Ensure that we are not dealing with nullptr
Build the actual path for the memory content
Seek to said address offset
Read until a NUL byte, check that no errors occur
Trim the trailing NUL byte, and return the argument

And thus, the legacy Go version of Init shows suspicious calls to the user:

[Init]	PID 11 spawned a bash shell
[Init]	System call triggered: PID 438 requested mount using architecture amd64 with [0 94596337430784 0 573440 0 140379275995840] which may be problematic
[Init]	Rejecting syscall due to lockdown
[Init]	System call triggered: PID 438 requested mount using architecture amd64 with [94596337429860 94596337429839 94596337429860 6 0 140379275995840] which may be problematic
[Init]	Rejecting syscall due to lockdown
[Init]	Could not read argv0 from memory: open /proc/440/mem: permission denied
[Init]	Got execve() from PID 440 with argument:  Deciphered from memory address: 140055202268192

You might have already spotted one of the problems: We could not decipher all system call. This is the result of security measurements in kernel such as Yama ptrace scope. Unfortunately it creates more confusion rather than clearing things up in the legacy version. Which is part of the reason why we are throwing things out in the Rust rewrite.

Ideal application

In an ideal world, we can use unotify to build not just a messenger, but an entire sandbox.

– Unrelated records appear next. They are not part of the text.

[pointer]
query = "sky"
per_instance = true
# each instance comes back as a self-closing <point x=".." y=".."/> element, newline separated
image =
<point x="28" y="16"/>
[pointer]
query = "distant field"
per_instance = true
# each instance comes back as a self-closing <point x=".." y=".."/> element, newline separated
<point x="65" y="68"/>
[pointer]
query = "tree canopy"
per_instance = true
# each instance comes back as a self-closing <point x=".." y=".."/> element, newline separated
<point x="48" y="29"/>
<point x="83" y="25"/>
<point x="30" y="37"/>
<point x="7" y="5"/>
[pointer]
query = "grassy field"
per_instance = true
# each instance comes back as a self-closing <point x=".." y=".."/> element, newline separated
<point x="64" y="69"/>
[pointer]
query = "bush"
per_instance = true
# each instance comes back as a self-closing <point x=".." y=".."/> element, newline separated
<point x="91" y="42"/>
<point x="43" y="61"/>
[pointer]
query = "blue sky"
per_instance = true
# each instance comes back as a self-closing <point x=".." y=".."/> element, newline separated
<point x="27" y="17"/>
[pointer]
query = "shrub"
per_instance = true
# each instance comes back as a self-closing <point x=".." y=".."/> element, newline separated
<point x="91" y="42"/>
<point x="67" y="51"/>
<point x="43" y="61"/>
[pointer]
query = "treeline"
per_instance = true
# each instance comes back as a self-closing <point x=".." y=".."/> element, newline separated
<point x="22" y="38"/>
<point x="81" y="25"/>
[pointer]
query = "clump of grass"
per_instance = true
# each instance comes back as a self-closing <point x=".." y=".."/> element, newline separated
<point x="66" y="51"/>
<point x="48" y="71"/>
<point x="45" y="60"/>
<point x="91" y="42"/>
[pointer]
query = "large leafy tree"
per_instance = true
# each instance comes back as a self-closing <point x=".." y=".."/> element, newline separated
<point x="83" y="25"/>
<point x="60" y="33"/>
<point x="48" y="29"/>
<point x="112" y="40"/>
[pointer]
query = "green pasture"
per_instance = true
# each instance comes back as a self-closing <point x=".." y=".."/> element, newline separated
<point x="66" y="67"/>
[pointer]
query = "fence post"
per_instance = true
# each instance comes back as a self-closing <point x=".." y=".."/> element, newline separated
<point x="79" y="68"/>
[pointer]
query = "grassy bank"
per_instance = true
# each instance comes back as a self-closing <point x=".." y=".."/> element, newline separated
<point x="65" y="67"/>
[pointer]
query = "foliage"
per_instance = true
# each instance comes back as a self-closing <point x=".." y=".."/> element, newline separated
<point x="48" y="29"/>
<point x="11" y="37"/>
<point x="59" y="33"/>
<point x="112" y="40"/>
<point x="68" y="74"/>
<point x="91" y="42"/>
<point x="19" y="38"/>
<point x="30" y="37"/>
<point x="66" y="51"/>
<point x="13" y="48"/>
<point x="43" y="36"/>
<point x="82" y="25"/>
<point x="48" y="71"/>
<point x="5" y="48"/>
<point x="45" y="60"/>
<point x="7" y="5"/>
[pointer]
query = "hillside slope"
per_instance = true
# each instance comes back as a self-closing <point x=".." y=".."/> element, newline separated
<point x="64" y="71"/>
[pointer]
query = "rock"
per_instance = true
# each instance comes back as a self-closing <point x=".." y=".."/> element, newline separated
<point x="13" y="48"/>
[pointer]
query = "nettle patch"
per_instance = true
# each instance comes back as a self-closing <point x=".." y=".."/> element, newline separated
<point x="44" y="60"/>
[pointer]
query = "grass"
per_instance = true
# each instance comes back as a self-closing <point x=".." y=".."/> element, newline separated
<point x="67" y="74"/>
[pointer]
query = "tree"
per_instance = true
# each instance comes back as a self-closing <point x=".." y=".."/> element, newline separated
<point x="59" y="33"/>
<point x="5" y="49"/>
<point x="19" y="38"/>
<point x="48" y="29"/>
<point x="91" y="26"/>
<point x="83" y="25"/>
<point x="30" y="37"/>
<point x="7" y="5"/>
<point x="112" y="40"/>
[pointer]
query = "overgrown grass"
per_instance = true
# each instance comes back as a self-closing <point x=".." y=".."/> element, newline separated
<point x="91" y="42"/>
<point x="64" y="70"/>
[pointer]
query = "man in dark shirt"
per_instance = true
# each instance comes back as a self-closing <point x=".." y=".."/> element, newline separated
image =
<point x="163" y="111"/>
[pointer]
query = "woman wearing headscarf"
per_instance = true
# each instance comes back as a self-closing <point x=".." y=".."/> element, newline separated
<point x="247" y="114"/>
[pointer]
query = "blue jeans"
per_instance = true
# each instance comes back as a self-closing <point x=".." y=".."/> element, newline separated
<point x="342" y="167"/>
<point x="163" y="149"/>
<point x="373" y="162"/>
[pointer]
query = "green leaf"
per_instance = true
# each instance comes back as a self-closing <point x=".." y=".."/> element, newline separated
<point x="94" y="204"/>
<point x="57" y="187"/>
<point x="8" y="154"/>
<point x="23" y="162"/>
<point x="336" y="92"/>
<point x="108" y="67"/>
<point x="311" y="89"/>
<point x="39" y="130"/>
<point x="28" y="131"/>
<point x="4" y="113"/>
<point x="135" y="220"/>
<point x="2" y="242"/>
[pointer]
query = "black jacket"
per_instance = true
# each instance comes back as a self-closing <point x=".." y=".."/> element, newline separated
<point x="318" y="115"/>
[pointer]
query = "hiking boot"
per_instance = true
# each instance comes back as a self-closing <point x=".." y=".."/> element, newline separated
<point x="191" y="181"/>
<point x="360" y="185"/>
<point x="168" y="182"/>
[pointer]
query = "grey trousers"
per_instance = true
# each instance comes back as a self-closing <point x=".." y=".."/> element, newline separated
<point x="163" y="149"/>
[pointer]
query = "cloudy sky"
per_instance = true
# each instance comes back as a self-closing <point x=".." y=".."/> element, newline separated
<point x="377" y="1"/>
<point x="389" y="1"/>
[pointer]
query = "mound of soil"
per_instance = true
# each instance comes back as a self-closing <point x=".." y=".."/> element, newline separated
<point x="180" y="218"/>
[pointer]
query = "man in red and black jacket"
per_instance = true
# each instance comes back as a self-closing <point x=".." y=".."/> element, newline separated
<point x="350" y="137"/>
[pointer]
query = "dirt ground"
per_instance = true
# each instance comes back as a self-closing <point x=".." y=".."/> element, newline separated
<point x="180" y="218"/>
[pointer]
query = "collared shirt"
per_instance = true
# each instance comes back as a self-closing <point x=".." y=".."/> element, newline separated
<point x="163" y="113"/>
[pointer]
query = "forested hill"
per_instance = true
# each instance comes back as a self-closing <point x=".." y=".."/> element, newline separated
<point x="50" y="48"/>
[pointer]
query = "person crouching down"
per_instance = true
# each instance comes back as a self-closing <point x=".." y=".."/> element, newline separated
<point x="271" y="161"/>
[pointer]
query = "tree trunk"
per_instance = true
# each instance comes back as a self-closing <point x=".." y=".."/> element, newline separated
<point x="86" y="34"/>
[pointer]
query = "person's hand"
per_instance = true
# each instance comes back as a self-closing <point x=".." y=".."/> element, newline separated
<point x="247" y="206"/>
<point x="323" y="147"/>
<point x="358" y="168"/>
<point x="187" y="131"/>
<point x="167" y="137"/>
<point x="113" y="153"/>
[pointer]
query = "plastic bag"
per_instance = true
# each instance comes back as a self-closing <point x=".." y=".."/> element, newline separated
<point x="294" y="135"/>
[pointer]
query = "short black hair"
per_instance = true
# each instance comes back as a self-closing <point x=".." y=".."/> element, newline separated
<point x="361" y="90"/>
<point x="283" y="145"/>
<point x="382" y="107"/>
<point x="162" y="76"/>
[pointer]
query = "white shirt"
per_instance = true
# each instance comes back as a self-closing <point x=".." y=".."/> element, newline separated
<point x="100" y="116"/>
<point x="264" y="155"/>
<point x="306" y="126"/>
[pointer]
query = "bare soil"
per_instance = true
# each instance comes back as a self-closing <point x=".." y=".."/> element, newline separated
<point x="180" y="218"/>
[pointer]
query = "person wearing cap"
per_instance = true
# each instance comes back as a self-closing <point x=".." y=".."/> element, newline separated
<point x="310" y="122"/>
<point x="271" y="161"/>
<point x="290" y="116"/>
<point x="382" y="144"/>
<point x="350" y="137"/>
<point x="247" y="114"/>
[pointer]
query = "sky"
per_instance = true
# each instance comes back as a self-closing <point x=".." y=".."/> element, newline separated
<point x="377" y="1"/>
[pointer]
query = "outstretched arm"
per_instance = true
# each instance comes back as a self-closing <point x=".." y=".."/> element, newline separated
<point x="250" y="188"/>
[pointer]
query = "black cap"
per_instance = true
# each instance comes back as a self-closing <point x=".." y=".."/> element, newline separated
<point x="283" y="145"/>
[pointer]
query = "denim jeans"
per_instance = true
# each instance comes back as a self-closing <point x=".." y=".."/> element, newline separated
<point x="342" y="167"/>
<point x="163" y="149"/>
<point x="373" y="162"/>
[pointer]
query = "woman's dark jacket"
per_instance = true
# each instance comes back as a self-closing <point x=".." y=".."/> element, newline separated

Because of the nature of intercepting system calls, a sandbox can hijack them via unotify and customise return values as they please. In theory, intercepting syscalls like read, write, etc. would provide an environment where outside filesystem cannot be accessed directly. There’re several projects implementing sandboxing like sandlock.

However, other than performance concerns, there’s also a huge security issue.

This emphasises the philosophy and proves the relevance in which stacking multiple layers of defence in Portable.

He who employ unotify, must be aware of the issues.

TOCTOU attack

The unotify mechanism is not safe while evaluating arguments.

Suppose an attacker knows that unotify is the sole security boundary on the filesystem side. They can employ the following process again and again to “race” the sandbox and read arbitrary file:

The attacker wants to read /home/victim/.git/id_ed25519 but it would be blocked by the unotify supervisor.
The attacker COULD access /home/victim/.git/id_ed25519 because that is the sandbox home.
The attacker calls read on /home/victim/.sandbox/com.unsafe.app/file. But, it soon changes the argument in memory to read on /home/victim/.sandbox/com.unsafe.app/file.
The observed result within supervisor is undefined behaviour: if the attacker successfully changed content in memory before supervisor (sandbox engine) performs checks, the result would look harmless and supervisor replies with ScmpNotifResp::new_continue() to allow such action; if not, we can simply do it again.
Because the syscall has been sent to kernel earlier, kernel still executes with the old system call arguments.
The attacker has your private ssh key.

However, there is room for improvement. Which is not the main point of discussion here.